What Mums and secret agents have in common.

We’ve heard it all before - being a mum is exhilarating, rewarding, challenging and exhausting.  Nothing you have ever done in your life will prepare you for motherhood.  What isn’t said as often, is that motherhood will prepare you for pretty much any other job you might find enough energy to do.  Like being a secret agent.  Here’s how you have more in common with James Bond than you might think.



One of the defining qualities of being a mother is being able to distort yourself into all sorts of positions to get your kid to fall asleep and then by simple virtue of mind over matter, enduring pain to keep them there because the alternative is worse. I have pulled muscles I didn’t even know I had all to get five more minutes of uninterrupted time on Facebook of sleep for my precious child.



The skill of covert operations is used more than we may realise when it comes to parenting.  Misdirection (pointing to a plane in the sky while you take another bite of your secret chocolate stash without being seen) or changing the subject when they cry about missing Daddy.

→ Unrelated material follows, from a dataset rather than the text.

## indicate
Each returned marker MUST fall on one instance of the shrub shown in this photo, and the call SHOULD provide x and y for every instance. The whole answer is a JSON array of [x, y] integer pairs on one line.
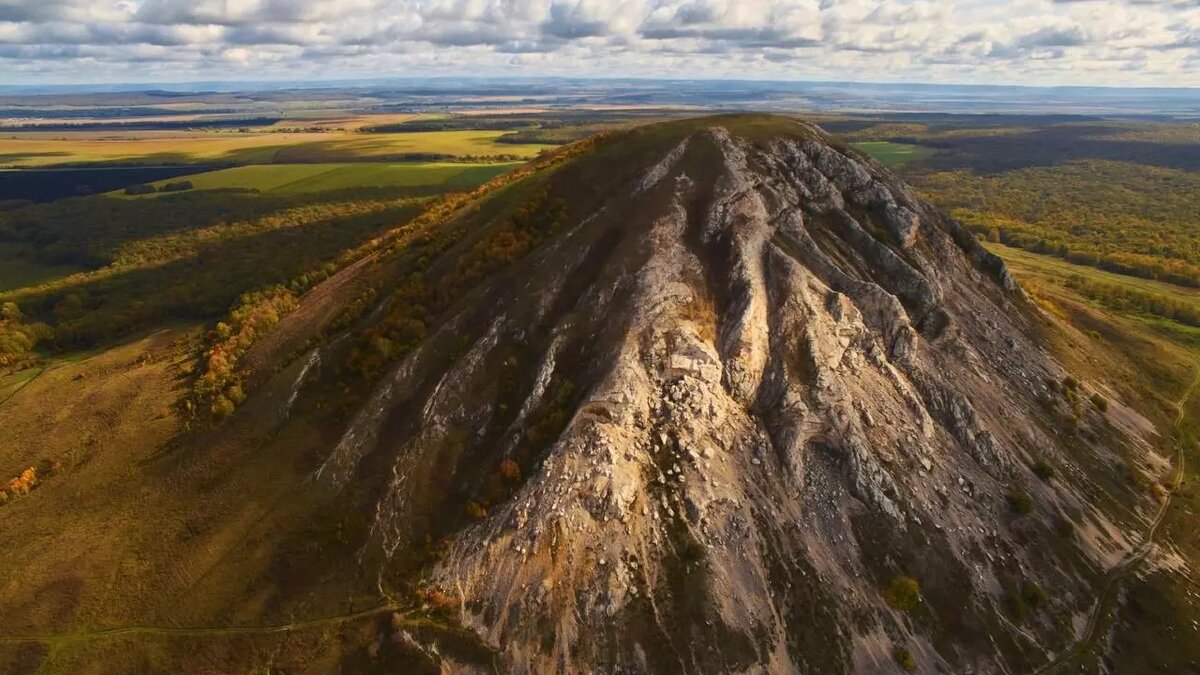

“Santa Claus is watching and if you don’t put your shoes on right now, he won’t bring you any presents.”  I dare you to find me one mum who has never said something similar.



Once the baby is FINALLY asleep, you know exactly how to ninja out of the nursery without being seen or heard, making sure not to step on any noisy floorboards with your commando roll.



Let’s set the scene.  Your kid is lying face down in the middle of the grocery store, having taken half of their clothes off and screaming because they need (another) treat.  Apparently they now hate the cheese and crackers they loved yesterday – how dare you pack them for today’s trip and they’re STARVING even though they just finished their lunch.  Knowing your whole family’s ability to access toilet paper and milk for the next few days relies on this moment, you strike a deal, with one snack of their choice plus an extra bedtime story in return for putting all their clothes back on.  Unless of course they’re having a bad day, in which case even the most hardened negotiator will know the only solution is to scoop them up and take them home.  Sometimes you don’t negotiate.